The Sociology Lab, led by Bianca Manago, is dedicated to understanding social psychological phenomena using experimental and quasi-experimental methods. We conduct research on a wide variety of topics, including small group processes and cognitive bias. Our studies take place both in our on-campus laboratory (Garland Hall) and online through various platforms such as Prolific Academic. To conduct our research, we have received funding from the American Sociological Association and National Science Foundation’s Fund for Advancement of the Discipline.

STICKER Lab

The Sociology Department’s Socio-Technical Inequality, Change, Knowledge, Environment, and Resilience Lab (STICKER group) is an environmental sociology research group that includes Professors Joe Bandy, Patrick Greiner, David Hess, and Zdravka Tzankova. Faculty and student research in the STICKER Lab spans a wide range of topics.
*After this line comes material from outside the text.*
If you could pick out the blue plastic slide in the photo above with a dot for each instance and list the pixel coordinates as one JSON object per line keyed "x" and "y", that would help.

Current research areas include:

  • social movements and energy infrastructure
  • opposition to pipelines
  • the politics of science and scientific disinformation
  • the social dimensions of environmental change
  • education and the environment
  • environmental and climate justice
  • business and civil society roles in environmental and climate governance
  • public-private governance interactions

Sociology faculty and undergraduate students are also at the center of actionable research and social innovation at the Climate, Health, and Energy Equity Lab (CHEEL Lab) at the Wondr’y. Work in the CHEEL Lab is focused on designing climate mitigation projects that deliver tangible economic, environmental and health co-benefits for marginalized communities in the U.S. In the sociology graduate program, graduate student Kaelee Belletto is working on her dissertation on environmental justice in Appalachia, and graduate student Yu-Ri Kim has worked on an analysis of pipeline opposition in the U.S.  Recent Ph.D. graduates include Kate Pride Brown (Georgia Tech), Dasom Lee (KAIST), and Rachel McKane (Brown University). Undergraduates participate in various research projects either as part of their Immersion requirements or for pay, and environmental sociology majors also have written a variety of senior theses. Professors Sana and McCammon also include environmental topics in their undergraduate courses, and Professor Bandy co-directs the Cumberland Project, which assists with curricular and instructional development for environmental education.

Work and Occupations Journal

Work and Occupations

Dan Cornfield, Editor-in-Chief

Vanderbilt faculty members of the 31-member international editorial board: 

Bruce Barry

Alexandre Frenette

Larry Isaac

Joshua Murray

Lijun Song

Vanderbilt sociology doctoral student team members: 

Meagan Rainock, Deputy Editor

Matthew Tarizzo, Book Review Editor

Savannah Bastian, Associate Editor

Kaelee Belletto, Associate Editor

Chancey Herbolsheimer, Associate Editor

Adam Schoenbachler, Associate Editor

Workshop on Organizations, Work, and Labor

The Workshop on Organizations, Work, and Labor (OWL), led by Dan Cornfield, is a space for faculty and students to discuss their work-in-progress on organizations, work, and labor.